Herzliche Grüße euch beiden, Cirias
 

Venus

Mitglied
Cirias,
die Kraft, die sein will, kommt immer aus dem Menschen selbst. Gelesen muss sie können sein. Gefühlt. Geahnt.
Ich verstehe, dass der menschliche Autor an der "weiteren" Anforderung wachsen will.
Es ist gut so.
Hätt' ich's nicht interpretieren wollen, hätt ich's nie kommentiert. Es ist und bleibt ein gutes. Deins.

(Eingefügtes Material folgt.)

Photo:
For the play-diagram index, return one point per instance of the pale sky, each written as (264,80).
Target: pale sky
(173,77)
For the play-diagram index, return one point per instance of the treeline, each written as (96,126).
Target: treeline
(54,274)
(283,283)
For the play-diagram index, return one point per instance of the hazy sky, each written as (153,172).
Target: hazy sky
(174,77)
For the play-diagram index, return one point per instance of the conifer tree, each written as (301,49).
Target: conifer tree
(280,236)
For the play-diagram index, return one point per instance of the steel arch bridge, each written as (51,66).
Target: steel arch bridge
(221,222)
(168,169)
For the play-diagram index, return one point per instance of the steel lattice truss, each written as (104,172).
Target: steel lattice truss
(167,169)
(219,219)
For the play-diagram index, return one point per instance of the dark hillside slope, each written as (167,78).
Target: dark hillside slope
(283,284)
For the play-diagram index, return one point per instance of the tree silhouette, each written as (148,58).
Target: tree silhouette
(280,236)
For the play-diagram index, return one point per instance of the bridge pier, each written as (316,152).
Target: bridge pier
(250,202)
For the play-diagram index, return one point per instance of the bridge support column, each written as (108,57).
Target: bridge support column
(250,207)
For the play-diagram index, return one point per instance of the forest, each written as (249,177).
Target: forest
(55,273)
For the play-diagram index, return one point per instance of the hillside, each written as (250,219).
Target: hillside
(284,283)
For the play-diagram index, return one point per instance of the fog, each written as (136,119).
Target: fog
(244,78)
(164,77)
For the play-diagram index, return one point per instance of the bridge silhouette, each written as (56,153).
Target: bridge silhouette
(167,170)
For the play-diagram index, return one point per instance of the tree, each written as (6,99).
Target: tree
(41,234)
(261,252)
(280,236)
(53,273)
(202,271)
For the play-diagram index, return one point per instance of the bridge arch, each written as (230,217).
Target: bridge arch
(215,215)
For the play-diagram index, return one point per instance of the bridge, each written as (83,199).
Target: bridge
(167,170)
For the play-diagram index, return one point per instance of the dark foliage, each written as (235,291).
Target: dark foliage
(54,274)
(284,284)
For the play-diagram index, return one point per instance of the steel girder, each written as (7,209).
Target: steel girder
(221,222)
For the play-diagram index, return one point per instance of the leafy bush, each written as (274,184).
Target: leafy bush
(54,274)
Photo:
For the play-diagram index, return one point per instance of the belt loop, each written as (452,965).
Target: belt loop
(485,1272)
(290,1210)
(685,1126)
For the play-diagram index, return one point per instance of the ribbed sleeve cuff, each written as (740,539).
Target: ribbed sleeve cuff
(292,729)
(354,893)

Mit deiner Erklärung bin ich ein Stückchen weiter im Verstehen -

Recht lieben Gruß,
Gabi
 
hallo,

eine wahnsinnspoesie.die worte und die aussage lassen an mythen umd märchen denken. viele bilder tauchen auf. ich bin gänsehautüberflutet. durch die gebrochenen reimform verlirrt es beiml esen etwas.daher meine bewertung. gruß heike
 

Cirias

Mitglied
Hallo heike,
danke! Die Bilder waren beim Schreiben kaum zu bändigen, so blieb nur die gebrochene Reimform als adäquate Antwort auf den Fluss der Bilder,
Herzliche Grüße, Cirias
 

Jongleur

Mitglied
Schwarze Vögel - Schatten

Anmutig und zart - und die ganze Zeit höre ich in der Wiederholung des sanft auffordernden "Es ist Zeit" beschwörend Rilke mitschwingen. Herr: es ist Zeit. Der Sommer war sehr groß, / leg Deinen Schatten auf die Sonnenuhren ...
Jongleur
 

Cirias

Mitglied
Hallo Jongleur,
danke. Rilke schätze ich sehr, deshalb darf er auch mitschwingen...und die von dir zitierte Textzeile passt gut zu meinem Gedicht.